Before being able to fully explore the dataset you will need one more tool. Visualisation is another useful tool to explore data, so let's make some plots. Using the `matplotlib` library, you can make box and whisker plots. Here is an example:

In [None]:
import matplotlib.pyplot as plt

def filter_gender(datum: list[dict[str, str | bool | float]], gender: str) -> list[dict[str, str | float | bool]]:
    filtered = []
    for datum in data:
        if datum["gender"] == gender:
            filtered.append(datum)
    return filtered

def extract_variable(data: list[dict[str, str | float | bool]], variable: str) -> list[float | str | bool]:
    values = []
    for datum in data:
        values.append(datum[variable])
    return values

data_to_plot = {
    "Male": extract_variable(filter_gender(data, "Male"), "age"),
    "Female": extract_variable(filter_gender(data, "Female"), "age"),
    "Other": extract_variable(filter_gender(data, "Other"), "age"),
}

_ = plt.boxplot(list(data_to_plot.values()), tick_labels=list(data_to_plot.keys()))
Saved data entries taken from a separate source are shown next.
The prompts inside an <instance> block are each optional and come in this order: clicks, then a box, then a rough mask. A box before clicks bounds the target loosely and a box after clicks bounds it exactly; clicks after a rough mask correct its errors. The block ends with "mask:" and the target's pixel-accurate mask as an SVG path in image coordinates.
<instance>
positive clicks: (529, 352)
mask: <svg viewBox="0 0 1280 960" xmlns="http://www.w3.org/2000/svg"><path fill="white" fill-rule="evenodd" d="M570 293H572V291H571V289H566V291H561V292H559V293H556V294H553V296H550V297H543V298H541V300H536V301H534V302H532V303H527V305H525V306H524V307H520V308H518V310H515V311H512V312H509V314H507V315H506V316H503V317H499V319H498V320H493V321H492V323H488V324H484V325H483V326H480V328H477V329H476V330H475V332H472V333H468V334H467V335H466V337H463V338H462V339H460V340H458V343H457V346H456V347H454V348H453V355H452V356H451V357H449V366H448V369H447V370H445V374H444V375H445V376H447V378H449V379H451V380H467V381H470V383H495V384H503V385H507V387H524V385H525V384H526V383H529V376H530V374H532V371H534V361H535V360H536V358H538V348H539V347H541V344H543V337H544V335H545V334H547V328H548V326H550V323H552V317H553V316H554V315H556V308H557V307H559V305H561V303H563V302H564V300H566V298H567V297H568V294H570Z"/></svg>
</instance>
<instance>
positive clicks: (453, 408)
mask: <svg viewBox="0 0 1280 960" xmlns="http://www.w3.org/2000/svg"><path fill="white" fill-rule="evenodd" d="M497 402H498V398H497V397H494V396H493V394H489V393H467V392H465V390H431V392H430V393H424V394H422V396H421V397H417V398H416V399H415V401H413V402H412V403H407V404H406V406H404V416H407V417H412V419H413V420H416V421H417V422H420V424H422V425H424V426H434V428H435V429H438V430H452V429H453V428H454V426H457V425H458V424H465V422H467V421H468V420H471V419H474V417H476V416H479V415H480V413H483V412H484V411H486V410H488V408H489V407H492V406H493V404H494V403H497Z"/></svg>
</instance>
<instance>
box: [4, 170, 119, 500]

Now you should use these tools to explore the sampled data. Here are some questions you could try to answer to start you off:

* What is the average age of the entire sample? Females? Males?
* What is the average age of all people with diabetes? Females only? Males only?
* What is the distribution of blood glucose level between those with and without diabetes?

## Part 3: What predicts a diabetes diagnosis?
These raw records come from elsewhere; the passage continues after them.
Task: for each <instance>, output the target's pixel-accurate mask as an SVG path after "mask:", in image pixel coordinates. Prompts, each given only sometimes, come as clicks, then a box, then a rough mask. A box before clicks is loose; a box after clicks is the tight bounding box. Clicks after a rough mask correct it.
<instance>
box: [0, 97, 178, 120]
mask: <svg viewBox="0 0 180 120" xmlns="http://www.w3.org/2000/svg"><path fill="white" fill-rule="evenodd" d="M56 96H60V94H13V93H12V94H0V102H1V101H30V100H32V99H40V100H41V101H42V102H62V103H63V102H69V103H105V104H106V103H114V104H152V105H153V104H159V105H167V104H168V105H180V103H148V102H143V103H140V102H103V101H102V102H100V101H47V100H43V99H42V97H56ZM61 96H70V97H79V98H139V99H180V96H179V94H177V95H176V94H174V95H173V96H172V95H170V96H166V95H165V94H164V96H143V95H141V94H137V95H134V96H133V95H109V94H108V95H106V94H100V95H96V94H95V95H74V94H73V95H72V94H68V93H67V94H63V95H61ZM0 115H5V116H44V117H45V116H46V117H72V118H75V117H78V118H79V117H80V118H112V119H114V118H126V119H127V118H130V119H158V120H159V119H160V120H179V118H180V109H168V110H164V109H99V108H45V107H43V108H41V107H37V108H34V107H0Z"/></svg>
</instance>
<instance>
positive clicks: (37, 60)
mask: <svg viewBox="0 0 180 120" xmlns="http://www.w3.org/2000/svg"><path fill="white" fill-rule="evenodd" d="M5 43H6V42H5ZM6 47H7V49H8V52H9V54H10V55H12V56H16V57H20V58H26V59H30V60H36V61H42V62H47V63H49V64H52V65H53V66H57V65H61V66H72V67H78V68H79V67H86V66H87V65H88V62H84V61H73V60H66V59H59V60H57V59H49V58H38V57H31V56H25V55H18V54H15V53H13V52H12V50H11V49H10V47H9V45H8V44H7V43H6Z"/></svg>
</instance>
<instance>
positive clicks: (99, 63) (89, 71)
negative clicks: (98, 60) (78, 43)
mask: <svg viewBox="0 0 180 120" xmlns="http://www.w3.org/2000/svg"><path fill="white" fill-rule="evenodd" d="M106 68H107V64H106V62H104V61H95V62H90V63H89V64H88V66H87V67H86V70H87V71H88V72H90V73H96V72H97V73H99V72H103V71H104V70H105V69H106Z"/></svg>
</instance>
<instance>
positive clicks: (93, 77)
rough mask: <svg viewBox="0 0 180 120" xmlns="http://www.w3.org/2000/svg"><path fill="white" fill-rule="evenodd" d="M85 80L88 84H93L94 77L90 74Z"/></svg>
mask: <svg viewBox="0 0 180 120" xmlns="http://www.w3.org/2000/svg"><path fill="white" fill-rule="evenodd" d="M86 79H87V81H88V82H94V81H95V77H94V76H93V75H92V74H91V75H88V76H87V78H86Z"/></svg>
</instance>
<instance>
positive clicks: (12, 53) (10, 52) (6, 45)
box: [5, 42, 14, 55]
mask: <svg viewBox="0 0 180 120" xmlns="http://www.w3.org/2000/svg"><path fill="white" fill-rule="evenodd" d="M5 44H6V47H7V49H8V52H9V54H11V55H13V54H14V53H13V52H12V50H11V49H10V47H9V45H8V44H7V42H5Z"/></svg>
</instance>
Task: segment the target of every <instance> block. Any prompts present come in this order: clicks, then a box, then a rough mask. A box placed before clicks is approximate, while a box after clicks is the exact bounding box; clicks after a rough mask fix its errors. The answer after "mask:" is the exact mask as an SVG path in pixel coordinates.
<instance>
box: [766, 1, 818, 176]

Finally! Now that you have a good understanding of your data you can try to correlate the variables. One way of computing (linear) correlation between variables is the [Pearson Correlation Coefficient](https://en.wikipedia.org/wiki/Pearson_correlation_coefficient) ($r$).

$$r_{xy} = \frac{\sum_i^n (x_i - \overline{x})(y_i - \overline{y})}{\sqrt{\sum_i^n (x_i - \overline{x})^2} \sqrt{\sum_i^n (y_i - \overline{y})^2}}$$

Write a function to compute the correlation coefficient ($r$) for a pair of variables ($x$ and $y$ in the above equation).

In [None]:
import math

def pearson_correlation(x: list[float], y: list[float]) -> float:
    """Compute the Pearson correlation coefficient between two variables."""
    ...


Now you can compute the linear correlation between the pairs of variables you consider important based on your explorations in part 2. Once you do this, plot a heatmap of the correlation coefficients. What variable(s) best predict a diabetes diagnosis?